ASSISTÊNCIA DO SINDICATO

“O que Gisele passou é algo que eu não desejo para ninguém, mas é algo que todos nós policiais estamos sujeitos a enfrentar em razão do cargo que exercemos”, pondera o diretor Jurídico do Sinpol-DF, André Henrique. “É claro que nós torcemos para que nada aconteça, mas estamos sempre expostos, tanto na vida privada, quanto na vida profissional. E, se algo desse tipo ocorrer, é imprescindível ter a segurança, ter a certeza que o sindicato vai estar ali para me auxiliar”, acrescenta.

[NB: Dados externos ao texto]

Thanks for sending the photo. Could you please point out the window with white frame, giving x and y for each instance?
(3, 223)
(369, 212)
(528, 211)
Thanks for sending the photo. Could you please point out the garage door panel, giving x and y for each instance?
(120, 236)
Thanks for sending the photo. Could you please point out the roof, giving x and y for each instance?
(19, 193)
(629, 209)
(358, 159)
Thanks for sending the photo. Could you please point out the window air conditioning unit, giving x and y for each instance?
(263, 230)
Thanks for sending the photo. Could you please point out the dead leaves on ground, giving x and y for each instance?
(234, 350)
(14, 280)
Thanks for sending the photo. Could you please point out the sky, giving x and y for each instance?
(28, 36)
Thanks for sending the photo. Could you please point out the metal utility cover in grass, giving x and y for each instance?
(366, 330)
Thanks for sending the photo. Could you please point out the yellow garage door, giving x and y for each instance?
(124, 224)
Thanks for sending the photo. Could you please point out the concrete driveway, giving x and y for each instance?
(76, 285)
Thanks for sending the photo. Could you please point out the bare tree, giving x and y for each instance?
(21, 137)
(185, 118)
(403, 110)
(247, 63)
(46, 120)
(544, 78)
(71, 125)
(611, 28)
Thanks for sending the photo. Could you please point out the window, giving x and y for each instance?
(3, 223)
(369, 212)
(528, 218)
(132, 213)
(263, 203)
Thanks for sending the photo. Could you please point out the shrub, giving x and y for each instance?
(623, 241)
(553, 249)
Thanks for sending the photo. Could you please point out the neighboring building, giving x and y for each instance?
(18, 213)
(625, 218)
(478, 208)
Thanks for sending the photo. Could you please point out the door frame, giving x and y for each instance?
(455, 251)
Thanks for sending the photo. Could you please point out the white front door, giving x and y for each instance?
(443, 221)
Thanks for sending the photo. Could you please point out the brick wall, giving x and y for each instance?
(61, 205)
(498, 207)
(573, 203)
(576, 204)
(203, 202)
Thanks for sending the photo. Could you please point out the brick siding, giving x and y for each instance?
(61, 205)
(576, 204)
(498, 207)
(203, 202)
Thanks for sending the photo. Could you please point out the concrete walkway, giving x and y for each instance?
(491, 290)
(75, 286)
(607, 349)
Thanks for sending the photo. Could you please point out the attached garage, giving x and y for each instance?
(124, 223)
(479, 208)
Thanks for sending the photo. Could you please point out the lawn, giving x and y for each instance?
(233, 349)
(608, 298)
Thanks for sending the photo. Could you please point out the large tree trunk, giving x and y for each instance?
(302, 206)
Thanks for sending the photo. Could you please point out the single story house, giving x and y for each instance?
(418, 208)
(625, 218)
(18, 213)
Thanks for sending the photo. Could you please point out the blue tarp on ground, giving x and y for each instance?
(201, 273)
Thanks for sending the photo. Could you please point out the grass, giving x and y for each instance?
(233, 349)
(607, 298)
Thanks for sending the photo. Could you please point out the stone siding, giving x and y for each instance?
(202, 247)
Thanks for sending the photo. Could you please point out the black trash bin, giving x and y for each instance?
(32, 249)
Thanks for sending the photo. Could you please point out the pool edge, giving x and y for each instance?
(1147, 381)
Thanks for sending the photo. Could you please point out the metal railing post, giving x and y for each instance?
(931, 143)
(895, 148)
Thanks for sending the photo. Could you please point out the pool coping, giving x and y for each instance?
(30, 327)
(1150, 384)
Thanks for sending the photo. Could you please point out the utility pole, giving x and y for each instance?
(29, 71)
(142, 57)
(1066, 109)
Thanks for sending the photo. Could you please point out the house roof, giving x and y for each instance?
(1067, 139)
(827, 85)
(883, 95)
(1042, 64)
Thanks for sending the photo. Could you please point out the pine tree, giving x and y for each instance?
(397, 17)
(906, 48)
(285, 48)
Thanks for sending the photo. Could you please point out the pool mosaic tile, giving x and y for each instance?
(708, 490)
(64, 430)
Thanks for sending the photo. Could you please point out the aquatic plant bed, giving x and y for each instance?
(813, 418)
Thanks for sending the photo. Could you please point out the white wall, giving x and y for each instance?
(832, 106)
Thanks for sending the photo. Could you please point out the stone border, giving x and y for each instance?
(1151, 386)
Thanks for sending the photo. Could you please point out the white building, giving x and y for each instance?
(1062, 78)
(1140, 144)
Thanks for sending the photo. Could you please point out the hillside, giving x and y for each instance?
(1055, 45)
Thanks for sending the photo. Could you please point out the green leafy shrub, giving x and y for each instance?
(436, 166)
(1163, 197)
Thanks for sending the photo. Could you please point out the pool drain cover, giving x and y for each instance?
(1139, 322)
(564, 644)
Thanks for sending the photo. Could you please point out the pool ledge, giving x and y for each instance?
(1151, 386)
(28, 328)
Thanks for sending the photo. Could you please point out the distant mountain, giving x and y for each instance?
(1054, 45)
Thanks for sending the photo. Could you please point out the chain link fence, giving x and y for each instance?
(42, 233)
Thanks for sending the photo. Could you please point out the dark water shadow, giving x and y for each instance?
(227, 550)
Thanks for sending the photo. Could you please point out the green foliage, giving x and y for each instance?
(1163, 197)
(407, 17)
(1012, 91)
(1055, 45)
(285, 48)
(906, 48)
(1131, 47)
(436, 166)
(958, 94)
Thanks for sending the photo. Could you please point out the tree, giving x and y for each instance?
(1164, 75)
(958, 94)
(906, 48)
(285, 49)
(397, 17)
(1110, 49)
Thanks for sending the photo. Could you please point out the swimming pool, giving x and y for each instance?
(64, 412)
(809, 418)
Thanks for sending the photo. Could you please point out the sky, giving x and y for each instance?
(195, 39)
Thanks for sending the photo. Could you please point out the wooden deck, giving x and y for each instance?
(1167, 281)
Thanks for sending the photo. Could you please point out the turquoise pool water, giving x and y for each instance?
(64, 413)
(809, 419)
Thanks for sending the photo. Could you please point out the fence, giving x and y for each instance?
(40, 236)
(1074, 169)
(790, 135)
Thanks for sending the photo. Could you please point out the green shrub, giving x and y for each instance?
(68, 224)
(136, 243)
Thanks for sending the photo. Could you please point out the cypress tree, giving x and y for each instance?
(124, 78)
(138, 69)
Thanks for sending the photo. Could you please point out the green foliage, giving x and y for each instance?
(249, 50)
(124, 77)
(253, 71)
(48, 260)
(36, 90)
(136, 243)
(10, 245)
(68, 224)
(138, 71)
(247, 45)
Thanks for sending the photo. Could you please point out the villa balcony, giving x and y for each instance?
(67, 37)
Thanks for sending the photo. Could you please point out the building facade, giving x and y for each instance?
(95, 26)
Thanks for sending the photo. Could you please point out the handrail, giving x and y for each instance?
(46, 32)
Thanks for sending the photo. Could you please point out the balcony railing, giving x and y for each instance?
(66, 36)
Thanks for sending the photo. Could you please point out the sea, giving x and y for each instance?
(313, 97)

Depois do que viveu, Gisele é da mesma opinião. “Antigamente, a primeira coisa que a gente fazia quando entrava na Polícia era se filiar ao sindicato. Era como um ritual de validação, mas ainda assim, até eu precisar, não dava o devido valor”, confessa a agente de polícia veterana. “Se não tivesse recebido esse suporte, talvez hoje eu não tivesse uma casa, um carro, ou minha família estaria afogada em empréstimos e dívidas. O estrago teria sido muito maior”.

“Talvez nem tivesse obtido os resultados positivos que tive. Talvez todo aquele inferno ainda fosse minha realidade, não só um trauma do que ficou para trás”, acrescenta a policial. “Por isso, hoje eu reconheço que o sindicato é a primeira e mais importante defesa do trabalhador. Isso não só sou eu que estou dizendo. É a história que nos mostra”, decreta.

NOVA REALIDADE

Com a aposentadoria, Gisele passou a se dedicar, profissionalmente à fotografia. Também faz um trabalho social com mulheres vítimas de violência e crianças com Síndrome de Down.

Seu pai, infelizmente, já faleceu, mas antes teve a felicidade de ver a integridade da filha restaurada publicamente – como, desde o início, a família acreditou.

As feridas ficaram, mas hoje ela já consegue contar tudo que passou sem cair no choro, como acontecia há alguns anos. O dia no clube, que foi interrompido lá atrás, ela já pode curtir com a mãe, a filha e agora com o neto – de cabeça erguida.